We can simulate a T flip-flop using a D flip-flop by wiring the complement output (Q') back to the data input (D):

To mimic a T flip-flop using a D flip-flop:

D = T ⊕ Q

When T = 1: → D = ~Q → D = Q'

So we connect Q' directly to D to achieve toggling behavior.

• Each decimal digit resets after reaching its max (9 for units, 5 for tens).

• Use AND gates to detect a binary pattern (e.g., 1010 = 10).
• Use NOT gates to invert bits as needed.
• Feed the final signal to the Reset pins of the flip-flops (active low).

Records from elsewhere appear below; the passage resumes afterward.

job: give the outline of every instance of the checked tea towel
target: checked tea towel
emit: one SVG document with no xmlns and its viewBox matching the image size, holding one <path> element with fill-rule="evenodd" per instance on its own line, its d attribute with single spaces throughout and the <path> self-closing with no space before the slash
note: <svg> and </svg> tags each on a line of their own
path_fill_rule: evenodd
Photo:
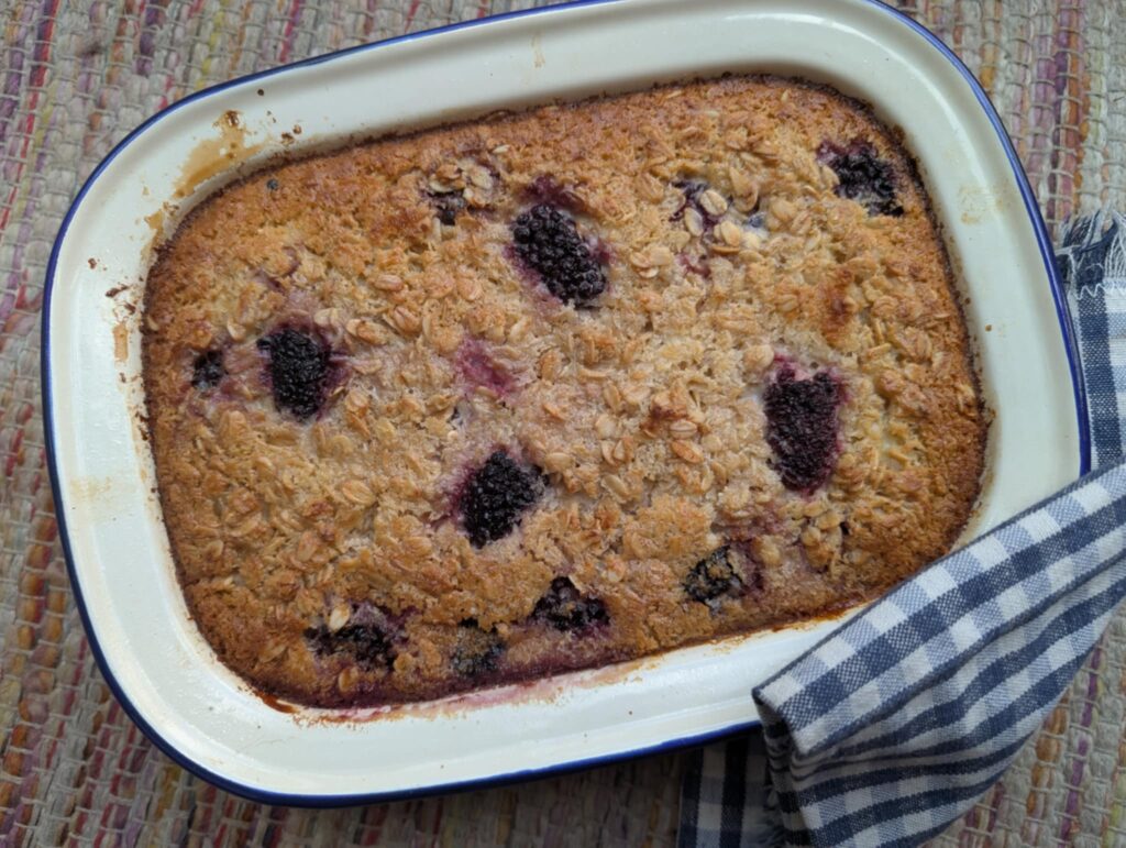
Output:
<svg viewBox="0 0 1126 848">
<path fill-rule="evenodd" d="M 1096 471 L 876 601 L 758 687 L 762 732 L 696 755 L 680 846 L 913 846 L 995 783 L 1126 596 L 1126 217 L 1060 268 Z"/>
</svg>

• Detect when Hours = 12 (Binary: Tens = 1, Units = 0010).
• Use an AND gate to combine these conditions.
• Reset all counters and toggle AM/PM flip-flop.

• A single D flip-flop toggled on every 12-hour cycle.
• Output connected to segment C of a 7-segment display:
  • Segment C lit = PM
  • Segment C off = AM

Only segment C is used (others tied to VCC/GND), effectively displaying a light for PM.

To simplify the circuit on the breadboard, we replaced flip-flop counters with 7490 ICs.

• Built-in decade counting (0–9)
• Reset pins simplify logic
• Faster prototyping

• For tens digits (max 5), use AND + NOT gates for binary 6 detection to reset.
• For hours reset at 12: use an AND gate combining:
  • Units = 2 (0010)
  • Tens = 1 (0001)

AM/PM toggle logic remains the same.

• Implemented with individual flip-flops, AND/NOT logic gates, and 7447 decoders.

• Used 7490 counters and simplified reset logic.
• Display logic preserved using 7447 + 7-segment.